The interpretation that Arrow's Condition I, independence of irrelevant alternatives, prohibits the use of individuals' intensities of preference in the construction of social choices is not precise. Rather, it is the social-welfare function (as defined in Chapter 4) which demands both individual and social orderings, and thereby prohibits cardinal utility inputs. Condition I, as Arrow wrote it, redundantly requires individual orderings, but goes further and demands that, even given the ordinal data from individual orderings, the social choice over any two alternatives not be influenced by individuals' preferences involving any third alternatives. This is explicit in Arrow (1963/1951, 59, emphasis added):
It is required that the social ordering be formed from individual orderings and that the social decision between two alternatives be independent of the desires of individuals involving any alternatives other than the given two … These conditions taken together serve to exclude interpersonal comparison of social utility either by some form of direct measurement or by comparison with other alternative social states.

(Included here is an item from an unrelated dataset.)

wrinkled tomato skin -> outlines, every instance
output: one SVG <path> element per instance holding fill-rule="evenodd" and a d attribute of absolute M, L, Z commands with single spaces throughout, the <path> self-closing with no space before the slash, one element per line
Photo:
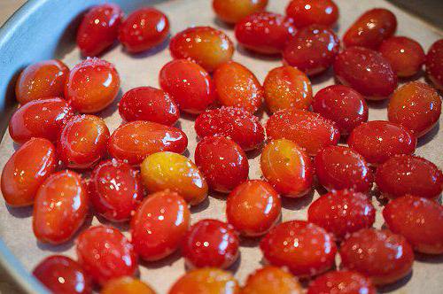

Arrow's is a strong independence condition. Slight weakenings of it allow the Borda count or the Young–Kemeny rule as possible social welfare functions and further weakenings permit further voting procedures.
Barry and Hardin (1982, 217–218) agree that Arrow's IIA is a powerful condition. “Part of its power is that one cannot easily intuit what it means or why it matters … Perhaps because of its subtlety, condition I is apparently the condition that is most readily taken for granted in the proof of Arrow's and related theorems.”